A pack of shrieking children swooped in front of them, their faces gritty with dust. Asha laughed and waved them away. Mani jabbed at the centre of his circle.

‘They come from grains of carbon deep inside the Earth,’ he said. ‘In the mantle. A hundred miles below the surface.’

He avoided her gaze. He was showing off, and he knew it. Educated student returns to his home village. But he couldn’t help it. Keeping his eyes low, he scored a line from the centre of his circle to the edge.

‘Volcanoes carried the diamonds upwards, punching lava through the crust.’ He pointed, teacher-like, at the line he’d drawn. ‘These volcanic pipes, they hardened into kimberlite.’

He glanced at Asha’s face. She was watching him with her serene, almond-shaped eyes.

‘I know,’ she said.

He tightened his grip on the stick. How could she know? How could she know anything, living in this shantytown of metal huts, with its goat-kraals and chicken coops and rusty hubcaps salvaged from wrecked cars? He glared at her. He could tell her things, things she couldn’t learn in this godforsaken place. He stabbed at the centre of his circle.

‘Yes, but where did the grains of carbon come from?’ he said. ‘How did they find their way into the Earth’s mantle?’

Her shoulders lifted in a gentle shrug. ‘They grew there.’

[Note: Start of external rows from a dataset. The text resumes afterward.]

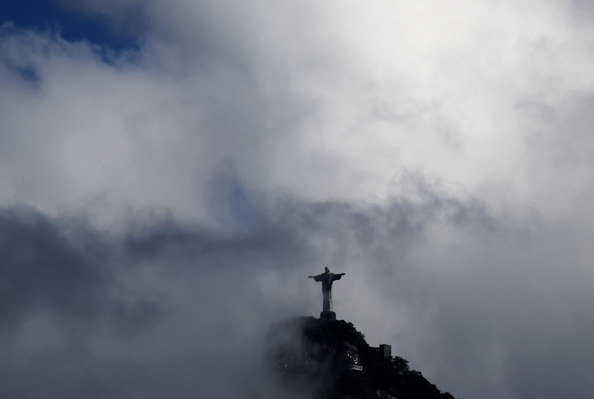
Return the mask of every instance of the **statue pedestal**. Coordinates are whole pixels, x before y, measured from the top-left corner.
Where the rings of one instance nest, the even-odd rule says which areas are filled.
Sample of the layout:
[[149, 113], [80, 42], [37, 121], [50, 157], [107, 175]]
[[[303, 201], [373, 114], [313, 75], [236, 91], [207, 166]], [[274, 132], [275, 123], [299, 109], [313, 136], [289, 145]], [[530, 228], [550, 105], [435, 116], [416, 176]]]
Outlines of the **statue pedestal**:
[[336, 320], [336, 314], [331, 311], [326, 311], [320, 314], [320, 318], [327, 320]]

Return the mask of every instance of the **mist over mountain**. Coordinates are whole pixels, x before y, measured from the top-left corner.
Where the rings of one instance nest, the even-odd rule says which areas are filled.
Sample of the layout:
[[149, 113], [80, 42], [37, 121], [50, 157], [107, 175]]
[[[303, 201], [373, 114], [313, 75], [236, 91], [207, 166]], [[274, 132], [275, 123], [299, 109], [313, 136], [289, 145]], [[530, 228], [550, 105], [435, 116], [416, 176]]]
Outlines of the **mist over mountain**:
[[287, 397], [327, 265], [440, 391], [590, 399], [593, 11], [4, 2], [0, 397]]

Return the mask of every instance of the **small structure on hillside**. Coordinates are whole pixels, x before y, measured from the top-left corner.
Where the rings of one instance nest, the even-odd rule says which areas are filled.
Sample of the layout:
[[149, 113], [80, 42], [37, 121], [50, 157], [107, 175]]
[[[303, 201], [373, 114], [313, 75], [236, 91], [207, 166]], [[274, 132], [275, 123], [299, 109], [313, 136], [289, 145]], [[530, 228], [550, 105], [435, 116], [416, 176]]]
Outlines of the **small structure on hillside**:
[[384, 359], [392, 357], [392, 346], [388, 344], [380, 344], [380, 355]]

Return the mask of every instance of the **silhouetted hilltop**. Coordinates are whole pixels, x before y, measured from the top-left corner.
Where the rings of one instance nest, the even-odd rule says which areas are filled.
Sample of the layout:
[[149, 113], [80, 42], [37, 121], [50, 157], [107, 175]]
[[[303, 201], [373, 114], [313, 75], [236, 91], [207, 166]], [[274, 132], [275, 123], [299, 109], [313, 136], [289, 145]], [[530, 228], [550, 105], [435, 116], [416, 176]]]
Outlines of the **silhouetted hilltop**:
[[352, 323], [301, 316], [270, 325], [264, 355], [283, 384], [312, 398], [454, 399], [382, 349]]

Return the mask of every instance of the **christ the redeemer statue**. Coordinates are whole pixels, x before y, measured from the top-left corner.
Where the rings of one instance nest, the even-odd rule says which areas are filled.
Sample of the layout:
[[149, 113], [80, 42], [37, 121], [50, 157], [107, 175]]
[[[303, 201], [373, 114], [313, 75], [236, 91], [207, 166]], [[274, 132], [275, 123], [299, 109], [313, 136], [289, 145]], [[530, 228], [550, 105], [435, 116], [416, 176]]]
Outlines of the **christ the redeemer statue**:
[[313, 278], [322, 283], [322, 295], [324, 300], [322, 304], [322, 312], [320, 317], [323, 319], [336, 319], [336, 314], [332, 311], [332, 283], [340, 280], [346, 273], [331, 273], [327, 266], [324, 268], [326, 271], [317, 276], [308, 276], [308, 278]]

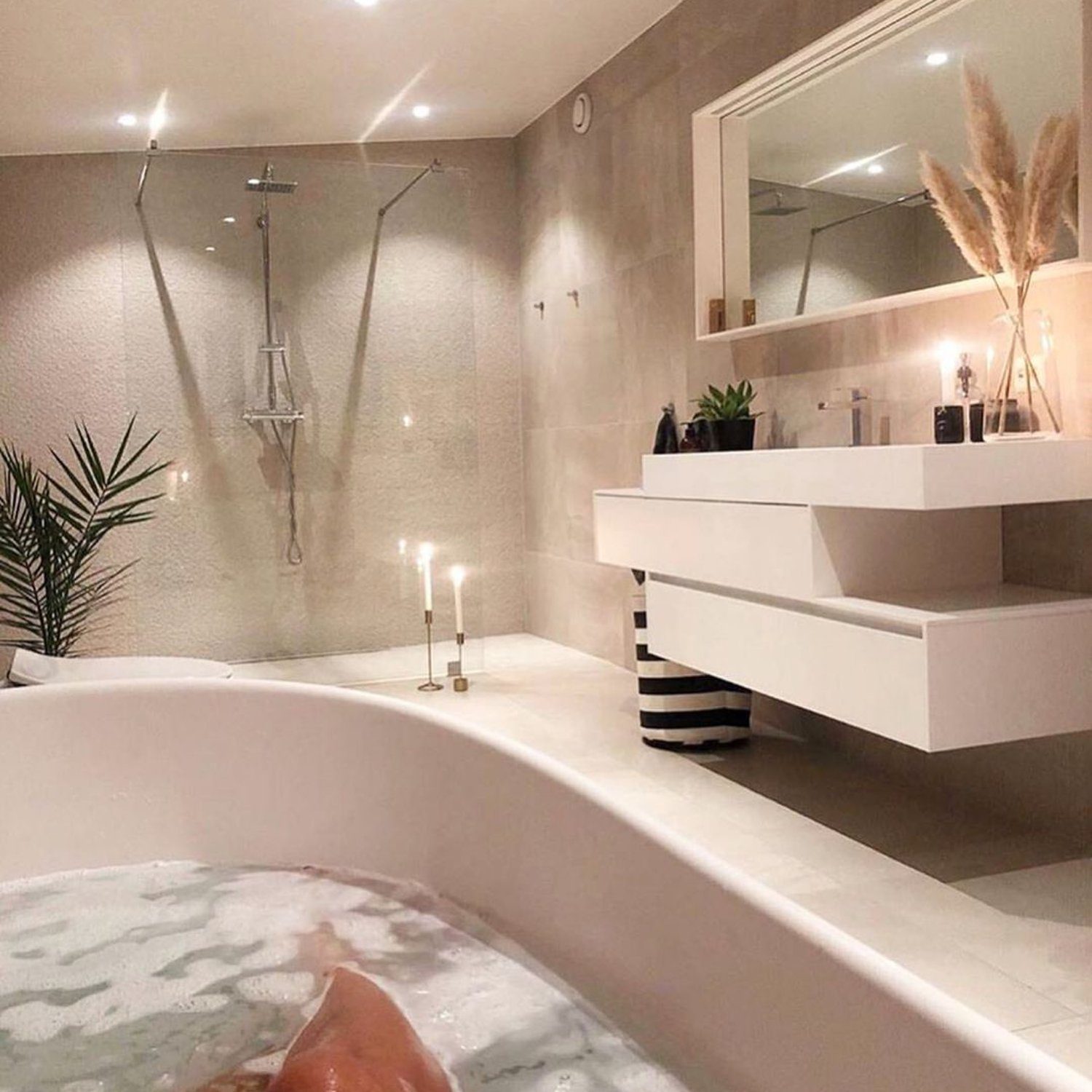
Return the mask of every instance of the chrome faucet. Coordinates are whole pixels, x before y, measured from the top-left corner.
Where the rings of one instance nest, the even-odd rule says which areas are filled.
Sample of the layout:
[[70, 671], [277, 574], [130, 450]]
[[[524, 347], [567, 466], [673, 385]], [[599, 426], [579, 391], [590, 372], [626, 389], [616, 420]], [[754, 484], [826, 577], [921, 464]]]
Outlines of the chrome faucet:
[[866, 447], [873, 440], [873, 415], [868, 392], [859, 387], [836, 388], [834, 396], [820, 402], [820, 410], [848, 410], [852, 435], [850, 443], [854, 448]]

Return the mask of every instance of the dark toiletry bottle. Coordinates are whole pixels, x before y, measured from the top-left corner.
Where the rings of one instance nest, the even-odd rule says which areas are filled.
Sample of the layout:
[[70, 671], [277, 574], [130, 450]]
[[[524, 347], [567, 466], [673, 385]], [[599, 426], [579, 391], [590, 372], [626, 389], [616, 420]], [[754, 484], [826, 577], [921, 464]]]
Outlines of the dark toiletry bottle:
[[974, 382], [970, 353], [960, 356], [960, 366], [956, 372], [956, 395], [964, 406], [964, 438], [969, 438], [972, 443], [982, 443], [985, 406], [982, 402], [982, 391]]
[[933, 438], [937, 443], [962, 443], [963, 436], [962, 406], [937, 406], [933, 411]]

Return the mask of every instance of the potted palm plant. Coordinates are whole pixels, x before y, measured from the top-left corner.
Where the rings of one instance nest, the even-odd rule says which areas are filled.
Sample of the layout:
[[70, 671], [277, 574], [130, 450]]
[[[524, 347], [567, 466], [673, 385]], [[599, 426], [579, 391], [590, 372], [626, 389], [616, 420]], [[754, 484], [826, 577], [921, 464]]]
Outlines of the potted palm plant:
[[119, 527], [152, 519], [146, 486], [167, 463], [147, 451], [158, 434], [132, 438], [130, 418], [112, 454], [100, 455], [86, 425], [52, 451], [49, 471], [0, 443], [0, 648], [71, 654], [135, 563], [105, 563], [99, 549]]
[[755, 447], [755, 422], [761, 414], [751, 412], [756, 391], [749, 379], [733, 387], [709, 390], [697, 399], [695, 418], [702, 423], [710, 451], [750, 451]]

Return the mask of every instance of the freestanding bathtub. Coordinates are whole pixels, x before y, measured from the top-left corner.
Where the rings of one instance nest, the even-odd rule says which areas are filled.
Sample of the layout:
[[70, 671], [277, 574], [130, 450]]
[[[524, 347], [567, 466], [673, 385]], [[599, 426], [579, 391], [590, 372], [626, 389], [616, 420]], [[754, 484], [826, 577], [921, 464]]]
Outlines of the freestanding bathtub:
[[286, 684], [0, 693], [0, 879], [193, 859], [415, 879], [568, 980], [696, 1090], [1092, 1082], [558, 763]]

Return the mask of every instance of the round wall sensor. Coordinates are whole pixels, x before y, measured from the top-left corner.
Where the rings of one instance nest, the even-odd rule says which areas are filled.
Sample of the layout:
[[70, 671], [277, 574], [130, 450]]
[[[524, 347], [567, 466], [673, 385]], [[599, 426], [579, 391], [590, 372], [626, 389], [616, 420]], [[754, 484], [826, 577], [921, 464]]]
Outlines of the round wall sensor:
[[592, 96], [582, 91], [572, 104], [572, 128], [585, 133], [592, 128]]

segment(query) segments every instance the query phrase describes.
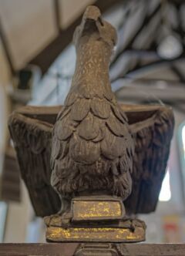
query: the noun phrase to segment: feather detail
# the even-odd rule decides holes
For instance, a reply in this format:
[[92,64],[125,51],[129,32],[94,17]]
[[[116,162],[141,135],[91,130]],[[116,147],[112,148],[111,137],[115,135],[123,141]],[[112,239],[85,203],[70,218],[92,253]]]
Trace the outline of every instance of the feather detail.
[[91,109],[93,114],[103,119],[109,116],[110,106],[104,99],[94,98],[91,101]]
[[109,118],[106,120],[106,124],[116,136],[123,136],[128,134],[127,124],[123,124],[113,113],[110,114]]
[[77,128],[77,133],[86,140],[93,140],[99,135],[99,120],[91,113],[85,117]]
[[74,134],[69,142],[69,155],[77,163],[92,164],[99,158],[99,143],[86,141]]
[[124,155],[126,150],[125,141],[124,137],[116,136],[106,128],[105,138],[101,141],[101,153],[109,160]]

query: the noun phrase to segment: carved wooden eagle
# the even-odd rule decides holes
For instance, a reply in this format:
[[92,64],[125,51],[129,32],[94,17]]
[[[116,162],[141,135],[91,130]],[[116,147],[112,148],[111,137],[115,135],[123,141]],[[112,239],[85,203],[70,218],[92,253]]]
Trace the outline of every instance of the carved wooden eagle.
[[9,120],[35,213],[59,211],[59,195],[92,194],[121,197],[130,214],[153,211],[169,156],[172,110],[117,103],[109,78],[116,32],[96,7],[87,8],[73,40],[76,67],[64,106],[25,107]]

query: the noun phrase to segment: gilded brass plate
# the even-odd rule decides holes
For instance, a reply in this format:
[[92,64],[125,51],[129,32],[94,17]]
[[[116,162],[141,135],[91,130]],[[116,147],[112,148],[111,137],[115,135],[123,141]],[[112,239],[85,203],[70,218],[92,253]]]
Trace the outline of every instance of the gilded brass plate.
[[72,221],[119,220],[124,216],[125,209],[119,199],[73,199],[72,212]]
[[145,240],[145,230],[142,227],[136,227],[134,232],[123,227],[49,227],[46,239],[55,242],[136,242]]

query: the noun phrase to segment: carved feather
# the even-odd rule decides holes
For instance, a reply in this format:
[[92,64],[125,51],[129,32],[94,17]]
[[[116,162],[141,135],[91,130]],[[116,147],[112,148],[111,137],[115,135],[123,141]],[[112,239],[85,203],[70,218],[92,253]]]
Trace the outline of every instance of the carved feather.
[[8,127],[35,214],[44,217],[56,213],[61,203],[50,184],[52,125],[13,113]]
[[133,190],[125,201],[128,213],[150,213],[156,207],[165,175],[174,118],[160,107],[152,117],[130,126],[135,138]]

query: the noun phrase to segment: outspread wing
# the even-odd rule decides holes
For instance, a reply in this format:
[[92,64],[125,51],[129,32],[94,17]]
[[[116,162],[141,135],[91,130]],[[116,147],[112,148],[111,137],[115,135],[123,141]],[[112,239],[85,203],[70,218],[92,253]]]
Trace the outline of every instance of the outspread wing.
[[[33,112],[34,108],[32,109]],[[25,110],[23,109],[22,113],[33,116],[32,111]],[[42,116],[41,120],[43,120]],[[52,124],[15,113],[10,116],[8,127],[22,177],[36,215],[44,217],[56,213],[60,200],[50,185]]]
[[[129,112],[127,115],[129,117]],[[134,120],[132,115],[130,117]],[[125,201],[128,213],[155,211],[166,168],[173,126],[173,112],[165,106],[151,111],[150,117],[130,125],[135,137],[135,154],[133,190]]]

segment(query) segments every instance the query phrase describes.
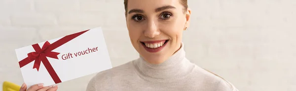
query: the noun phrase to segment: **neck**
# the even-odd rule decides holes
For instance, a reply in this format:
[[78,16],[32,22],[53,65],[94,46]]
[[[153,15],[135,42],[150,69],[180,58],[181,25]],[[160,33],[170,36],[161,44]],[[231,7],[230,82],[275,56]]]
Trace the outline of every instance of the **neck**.
[[151,81],[165,82],[181,78],[193,68],[193,65],[185,57],[184,46],[163,62],[152,64],[142,57],[134,62],[139,75]]

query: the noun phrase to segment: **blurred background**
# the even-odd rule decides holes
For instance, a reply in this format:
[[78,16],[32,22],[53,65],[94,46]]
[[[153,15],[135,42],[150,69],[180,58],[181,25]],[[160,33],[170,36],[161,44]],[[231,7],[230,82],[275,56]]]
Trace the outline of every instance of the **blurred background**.
[[[240,91],[296,91],[296,0],[188,3],[191,23],[183,42],[192,62]],[[15,49],[99,26],[113,67],[138,57],[123,0],[0,0],[0,85],[24,82]],[[95,75],[60,84],[58,91],[85,91]]]

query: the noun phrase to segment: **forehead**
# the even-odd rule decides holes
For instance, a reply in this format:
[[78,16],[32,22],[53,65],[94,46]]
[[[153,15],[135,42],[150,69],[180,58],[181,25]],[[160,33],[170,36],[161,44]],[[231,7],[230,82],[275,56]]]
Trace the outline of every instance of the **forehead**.
[[128,0],[127,10],[142,9],[144,11],[154,10],[164,6],[171,5],[177,9],[182,9],[179,0]]

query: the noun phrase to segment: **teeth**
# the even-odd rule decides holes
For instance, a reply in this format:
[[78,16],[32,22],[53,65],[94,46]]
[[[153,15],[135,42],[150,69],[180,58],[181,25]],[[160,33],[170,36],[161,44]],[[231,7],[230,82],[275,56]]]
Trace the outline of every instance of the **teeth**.
[[148,47],[156,48],[163,46],[164,44],[164,43],[163,42],[154,44],[145,43],[145,46]]

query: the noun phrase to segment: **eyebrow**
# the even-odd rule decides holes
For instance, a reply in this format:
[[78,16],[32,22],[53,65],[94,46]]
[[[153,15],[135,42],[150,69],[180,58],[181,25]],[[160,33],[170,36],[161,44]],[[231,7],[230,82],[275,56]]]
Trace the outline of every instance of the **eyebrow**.
[[155,9],[155,12],[158,12],[168,9],[176,9],[176,7],[171,5],[164,6],[156,8]]
[[[176,7],[175,7],[173,6],[171,6],[171,5],[164,6],[156,8],[155,9],[155,12],[159,12],[159,11],[161,11],[162,10],[164,10],[166,9],[175,9],[175,8],[176,8]],[[144,11],[142,9],[132,9],[132,10],[130,10],[128,12],[128,14],[131,14],[132,13],[144,13]]]

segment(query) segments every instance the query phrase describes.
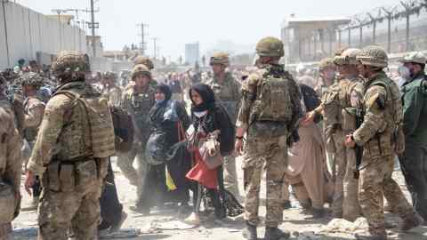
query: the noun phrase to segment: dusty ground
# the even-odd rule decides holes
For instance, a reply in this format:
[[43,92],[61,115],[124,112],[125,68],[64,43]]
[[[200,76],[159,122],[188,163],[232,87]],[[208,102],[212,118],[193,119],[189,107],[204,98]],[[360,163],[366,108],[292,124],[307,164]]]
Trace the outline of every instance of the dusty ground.
[[[238,160],[238,164],[239,165],[239,161]],[[240,168],[238,168],[238,170]],[[117,184],[117,189],[119,194],[119,199],[124,204],[126,212],[128,213],[128,218],[125,222],[123,228],[138,228],[142,229],[143,232],[147,232],[147,229],[149,226],[157,226],[162,228],[162,224],[172,224],[176,223],[176,212],[175,211],[163,211],[163,212],[154,212],[152,215],[145,217],[141,216],[137,212],[133,212],[128,209],[129,206],[133,204],[135,200],[135,192],[136,188],[131,186],[127,180],[121,174],[119,170],[114,164],[114,170],[116,173],[116,182]],[[239,175],[239,188],[240,192],[242,191],[242,172],[238,171]],[[394,174],[395,179],[398,180],[399,185],[405,189],[407,197],[407,190],[404,186],[403,177],[400,172],[397,171]],[[265,186],[265,183],[262,184]],[[23,206],[28,205],[29,202],[29,196],[23,192]],[[293,205],[294,206],[291,210],[286,210],[284,212],[284,221],[280,225],[280,228],[289,230],[293,233],[291,239],[355,239],[352,234],[350,233],[332,233],[331,231],[325,231],[318,233],[321,228],[325,226],[331,220],[330,218],[325,218],[319,220],[305,220],[304,215],[302,214],[301,209],[298,208],[298,204],[293,201]],[[265,207],[261,207],[261,215],[264,215]],[[34,231],[36,227],[36,212],[24,212],[15,220],[13,222],[13,227],[19,230],[19,228],[20,228],[21,232],[24,232],[28,236],[33,235],[33,236],[24,236],[22,234],[15,235],[16,239],[36,239],[34,236]],[[387,214],[387,222],[389,225],[397,226],[399,224],[399,218],[393,216],[392,214]],[[165,227],[165,226],[164,226]],[[169,226],[170,227],[170,226]],[[214,220],[207,220],[205,222],[202,227],[184,229],[184,230],[165,230],[165,229],[156,229],[150,230],[150,234],[143,233],[135,238],[125,238],[125,239],[141,239],[141,240],[155,240],[155,239],[173,239],[173,240],[201,240],[201,239],[243,239],[241,236],[241,230],[244,228],[244,220],[242,217],[238,217],[236,219],[227,219],[222,221],[215,221]],[[258,228],[258,236],[261,237],[263,236],[263,228],[260,226]],[[318,234],[311,235],[310,233],[316,232]],[[353,231],[350,231],[353,232]],[[353,232],[354,233],[354,232]],[[123,238],[122,238],[123,239]],[[396,228],[389,229],[389,239],[407,239],[407,240],[427,240],[427,228],[420,227],[413,229],[408,234],[399,234],[397,232]]]

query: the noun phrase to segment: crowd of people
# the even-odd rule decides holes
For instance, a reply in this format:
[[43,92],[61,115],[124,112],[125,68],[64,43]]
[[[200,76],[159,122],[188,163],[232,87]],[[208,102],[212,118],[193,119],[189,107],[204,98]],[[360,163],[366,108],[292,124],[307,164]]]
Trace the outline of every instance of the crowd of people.
[[[266,240],[289,237],[278,226],[291,193],[307,220],[367,218],[360,239],[387,239],[384,197],[402,231],[423,224],[426,57],[406,56],[398,76],[386,74],[378,46],[342,49],[316,74],[298,68],[294,77],[279,64],[278,39],[262,39],[256,52],[246,72],[229,70],[228,54],[216,52],[212,72],[155,75],[141,57],[127,76],[92,75],[87,55],[70,51],[50,71],[20,62],[3,72],[0,239],[12,237],[20,211],[35,209],[39,239],[96,239],[120,229],[128,215],[113,156],[136,186],[130,211],[172,207],[194,226],[210,213],[244,214],[250,240],[257,239],[264,172]],[[391,178],[397,157],[412,204]],[[20,208],[22,172],[33,201]]]

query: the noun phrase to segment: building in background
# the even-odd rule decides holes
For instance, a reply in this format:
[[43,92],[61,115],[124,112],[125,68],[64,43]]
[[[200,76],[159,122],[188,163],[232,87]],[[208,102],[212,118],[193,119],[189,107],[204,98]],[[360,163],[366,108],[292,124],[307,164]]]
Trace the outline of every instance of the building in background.
[[194,65],[200,59],[200,46],[198,42],[185,44],[185,62]]

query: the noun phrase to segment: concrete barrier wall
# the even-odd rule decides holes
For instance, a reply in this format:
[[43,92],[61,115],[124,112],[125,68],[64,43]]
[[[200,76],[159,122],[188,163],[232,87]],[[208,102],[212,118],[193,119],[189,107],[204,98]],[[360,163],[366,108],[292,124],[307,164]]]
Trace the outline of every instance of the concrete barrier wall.
[[0,1],[0,69],[19,59],[36,60],[36,52],[60,50],[86,52],[85,32],[14,3]]

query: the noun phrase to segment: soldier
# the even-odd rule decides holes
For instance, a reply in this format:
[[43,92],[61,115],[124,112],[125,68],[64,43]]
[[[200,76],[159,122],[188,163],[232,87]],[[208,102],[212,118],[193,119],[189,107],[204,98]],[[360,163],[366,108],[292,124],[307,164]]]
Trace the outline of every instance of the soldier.
[[116,84],[117,76],[113,72],[106,72],[101,80],[101,93],[109,100],[109,106],[119,107],[122,97],[122,89]]
[[85,75],[89,58],[61,52],[52,65],[60,87],[44,109],[27,166],[25,187],[42,176],[38,239],[97,239],[100,202],[108,157],[114,149],[114,129],[107,100]]
[[345,136],[356,129],[354,109],[361,105],[363,100],[363,84],[358,76],[356,61],[356,55],[359,52],[359,49],[350,48],[341,56],[334,57],[334,63],[340,73],[340,80],[328,87],[321,105],[309,113],[304,120],[312,121],[320,115],[325,118],[326,149],[334,155],[333,169],[335,172],[333,215],[350,221],[360,215],[357,200],[358,180],[353,175],[356,155],[354,149],[345,148],[344,141]]
[[327,88],[335,82],[335,64],[333,58],[320,60],[318,64],[319,78],[318,85],[314,88],[319,98],[326,92]]
[[[229,54],[217,52],[211,57],[210,65],[214,72],[214,77],[207,81],[231,120],[236,124],[238,105],[240,100],[240,84],[233,78],[230,72],[225,69],[230,65]],[[238,173],[236,172],[236,157],[233,155],[224,157],[224,187],[225,189],[238,196]]]
[[363,122],[347,135],[348,148],[363,147],[359,201],[368,222],[368,235],[359,239],[387,239],[383,197],[403,218],[401,230],[407,231],[421,224],[421,217],[414,212],[399,185],[391,179],[395,148],[393,138],[401,121],[402,108],[397,84],[387,77],[383,68],[388,56],[379,46],[367,46],[357,56],[358,69],[365,80]]
[[262,39],[256,45],[258,72],[242,86],[241,106],[236,132],[236,152],[241,153],[247,131],[243,169],[246,193],[244,236],[257,239],[260,183],[262,170],[267,172],[266,240],[289,237],[278,226],[283,220],[281,189],[287,164],[288,139],[302,116],[301,97],[292,76],[278,64],[284,46],[275,37]]
[[[43,84],[43,79],[36,73],[25,73],[20,76],[22,92],[26,97],[24,100],[24,139],[29,146],[29,151],[34,148],[37,136],[38,127],[42,124],[44,103],[37,99],[37,91]],[[28,156],[29,158],[29,156]],[[28,159],[25,159],[27,164]],[[38,205],[38,197],[41,193],[39,176],[36,177],[33,186],[33,200],[29,208],[25,210],[36,210]],[[24,211],[24,209],[23,209]]]
[[405,152],[400,166],[412,203],[421,216],[427,219],[427,81],[424,74],[426,57],[414,52],[402,60],[410,73],[402,86]]
[[[156,103],[154,95],[156,90],[149,84],[151,72],[142,64],[136,65],[132,71],[133,86],[125,91],[122,96],[122,108],[132,116],[135,129],[135,140],[133,148],[125,156],[122,156],[117,162],[118,167],[131,184],[137,186],[138,199],[134,210],[141,209],[141,193],[143,186],[147,161],[144,160],[145,145],[149,140],[150,128],[149,126],[149,112]],[[133,160],[137,157],[138,172],[133,168]],[[147,210],[144,210],[147,212]]]
[[0,239],[13,239],[12,220],[20,211],[22,140],[15,125],[13,107],[4,94],[6,80],[0,76]]

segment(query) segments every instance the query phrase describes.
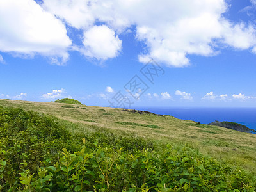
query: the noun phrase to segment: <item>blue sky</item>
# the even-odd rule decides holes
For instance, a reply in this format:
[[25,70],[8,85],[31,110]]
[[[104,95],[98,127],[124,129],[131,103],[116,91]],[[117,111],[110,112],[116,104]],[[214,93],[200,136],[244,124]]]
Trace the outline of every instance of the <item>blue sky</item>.
[[[255,107],[255,8],[253,0],[3,0],[0,98]],[[140,72],[152,65],[162,70],[154,82]]]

He shook his head, smiling. She didn’t know. ‘That’s what we used to think. That they came from plants or animals. A bit of plankton, maybe, or an insect, dragged around by the continental plates.’ He sneaked a glance at her. ‘But now we scientists know better.’

Her eyes were on the swatch of grasses in her hand. She made no comment on his claims to be a scientist. He turned away, his cheeks burning in the sun.

‘Go on,’ Asha said.

He shook his head, tossing the stick aside. ‘I’m talking too much.’